Григорий Петрович Данилевский (1829-1890) известен, главным образом, своими историческими романами «Мирович», «Княжна Тараканова». Но его перу принадлежит и множество очерков, описывающих быт его родной Харьковской губернии. Среди них отдельное место занимают «Четыре времени года украинской охоты», где от лица охотника-любителя рассказывается о природе, быте и народных верованиях Украины середины XIX века, о охотничьих приемах и уловках, о повадках дичи и народных суевериях. Произведение написано ярким, живым языком, и будет полезно и приятно не только любителям охоты...
Творчество Уильяма Сарояна хорошо известно в нашей стране. Его произведения не раз издавались на русском языке.В историю современной американской литературы Уильям Сароян (1908–1981) вошел как выдающийся мастер рассказа, соединивший в своей неподражаемой манере традиции А. Чехова и Шервуда Андерсона. Сароян не просто любит людей, он учит своих героев видеть за разнообразными человеческими недостатками светлое и доброе начало.
«Лилия долины» написана в жанре романа-исповеди.Несмотря на симпатии к дворянству, Бальзак показал г-на Морсофа ограниченным и неумным, никчемным человеком, взбалмошным эгоистом. Он писал: «Очень трудно было написать эту фигуру, но теперь она наконец создана. Я воздвиг статую эмиграции, я собрал в этом человеке все особенности вернувшегося в свои поместья эмигранта».

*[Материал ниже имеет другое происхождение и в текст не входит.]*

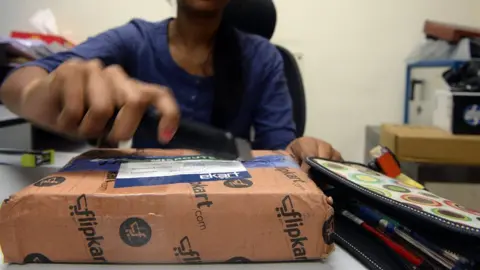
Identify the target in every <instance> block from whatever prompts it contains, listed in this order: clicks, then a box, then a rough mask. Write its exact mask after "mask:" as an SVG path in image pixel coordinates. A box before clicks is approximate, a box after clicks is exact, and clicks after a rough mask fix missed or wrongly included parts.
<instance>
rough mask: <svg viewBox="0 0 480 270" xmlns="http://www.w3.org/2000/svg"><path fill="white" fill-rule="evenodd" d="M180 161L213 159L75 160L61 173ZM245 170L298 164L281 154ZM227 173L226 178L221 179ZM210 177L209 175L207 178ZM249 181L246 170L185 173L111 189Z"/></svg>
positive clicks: (106, 168) (249, 161)
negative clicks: (188, 183) (233, 180)
mask: <svg viewBox="0 0 480 270" xmlns="http://www.w3.org/2000/svg"><path fill="white" fill-rule="evenodd" d="M181 160H199V161H201V160H216V159H215V158H212V157H206V156H176V157H158V156H145V157H139V156H128V157H112V158H107V159H91V160H88V159H77V160H74V161H73V162H71V163H70V164H68V165H66V166H65V167H64V168H63V169H62V170H61V171H62V172H81V171H110V172H118V171H119V169H120V166H121V164H122V163H125V162H149V161H151V162H153V161H181ZM243 165H244V166H245V168H247V169H248V168H299V166H298V164H297V163H296V162H295V161H294V160H292V158H290V157H288V156H283V155H271V156H261V157H257V158H254V159H252V160H249V161H246V162H243ZM225 174H228V177H225ZM209 175H210V176H209ZM245 178H251V175H250V173H249V172H248V171H246V170H245V171H239V172H224V173H221V174H207V175H205V174H203V175H200V174H186V175H174V176H156V177H141V178H117V179H116V180H115V185H114V187H115V188H126V187H139V186H157V185H166V184H175V183H192V182H206V181H219V180H227V179H228V180H238V179H245Z"/></svg>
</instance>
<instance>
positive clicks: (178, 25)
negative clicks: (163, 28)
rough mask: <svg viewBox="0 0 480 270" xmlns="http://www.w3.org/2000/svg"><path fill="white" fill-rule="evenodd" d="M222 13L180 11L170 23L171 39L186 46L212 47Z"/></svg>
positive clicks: (179, 43) (172, 42)
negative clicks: (190, 13) (202, 15)
mask: <svg viewBox="0 0 480 270" xmlns="http://www.w3.org/2000/svg"><path fill="white" fill-rule="evenodd" d="M221 17H222V14H216V15H210V16H195V15H192V14H187V12H181V11H179V12H178V14H177V18H176V19H175V20H173V21H172V22H171V23H170V25H169V40H170V42H171V43H172V44H181V45H183V46H185V47H186V48H195V47H197V48H198V47H199V46H200V47H211V46H212V44H213V37H214V36H215V33H216V31H217V29H218V27H219V25H220V21H221Z"/></svg>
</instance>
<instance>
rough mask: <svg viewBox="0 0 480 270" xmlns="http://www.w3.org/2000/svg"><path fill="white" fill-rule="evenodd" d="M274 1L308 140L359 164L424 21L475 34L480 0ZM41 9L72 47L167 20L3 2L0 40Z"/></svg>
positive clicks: (391, 119) (145, 0)
mask: <svg viewBox="0 0 480 270" xmlns="http://www.w3.org/2000/svg"><path fill="white" fill-rule="evenodd" d="M275 2H276V5H277V10H278V20H279V21H278V25H277V31H276V33H275V36H274V39H273V41H274V42H276V43H279V44H282V45H284V46H286V47H287V48H289V49H291V50H292V51H293V52H300V53H303V54H304V59H303V61H304V62H303V63H302V66H303V72H304V74H303V75H304V81H305V86H306V91H307V97H308V123H307V135H311V136H316V137H320V138H323V139H325V140H327V141H329V142H331V143H332V144H334V146H336V147H337V148H338V149H340V151H341V152H342V153H343V154H344V156H345V157H346V158H347V159H353V160H358V161H361V160H362V156H363V154H362V153H363V150H364V149H363V148H364V130H365V126H366V125H368V124H379V123H382V122H400V121H401V120H402V114H403V97H404V84H405V81H404V80H405V79H404V78H405V64H404V58H405V57H406V56H407V54H408V53H409V52H410V50H411V49H412V48H413V47H414V46H415V45H417V44H418V43H419V42H420V41H421V39H422V37H423V35H422V26H423V22H424V20H425V19H435V20H442V21H448V22H455V23H459V24H467V25H472V26H479V27H480V1H479V0H401V1H400V0H361V1H359V0H335V1H332V0H276V1H275ZM45 7H50V8H51V9H52V10H53V11H54V13H55V14H56V16H57V19H58V23H59V25H60V28H61V30H63V31H64V32H67V34H68V36H71V37H72V39H74V40H75V41H81V40H83V39H85V38H86V37H87V36H89V35H93V34H95V33H97V32H99V31H102V30H105V29H107V28H110V27H114V26H116V25H119V24H122V23H124V22H126V21H127V20H128V19H130V18H132V17H143V18H146V19H149V20H159V19H162V18H165V17H167V16H170V15H171V14H172V9H171V8H170V7H169V6H168V5H167V3H166V1H162V0H135V1H131V0H101V1H98V0H82V1H74V0H62V1H60V0H1V3H0V35H5V34H8V33H9V31H10V30H11V29H19V30H32V28H31V26H29V23H28V18H29V16H30V15H31V14H33V12H34V11H35V10H36V9H38V8H45ZM68 32H71V33H68Z"/></svg>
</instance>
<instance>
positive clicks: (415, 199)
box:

Судьба молодых людей — Урсулы Мируэ, прелестной воспитанницы доктора Миноре, и ее возлюбленного Савиньена зависит от борьбы, которая разворачивается вокруг наследства. И происходит чудо – благородство и любовь торжествуют победу над Злом.
В книге рассказывается история главного героя, который сталкивается с различными проблемами и препятствиями на протяжении всего своего путешествия. По пути он встречает множество второстепенных персонажей, которые играют важные роли в истории. Благодаря опыту главного героя книга исследует такие темы, как любовь, потеря, надежда и стойкость. По мере того, как главный герой преодолевает свои трудности, он усваивает ценные уроки жизни и растет как личность.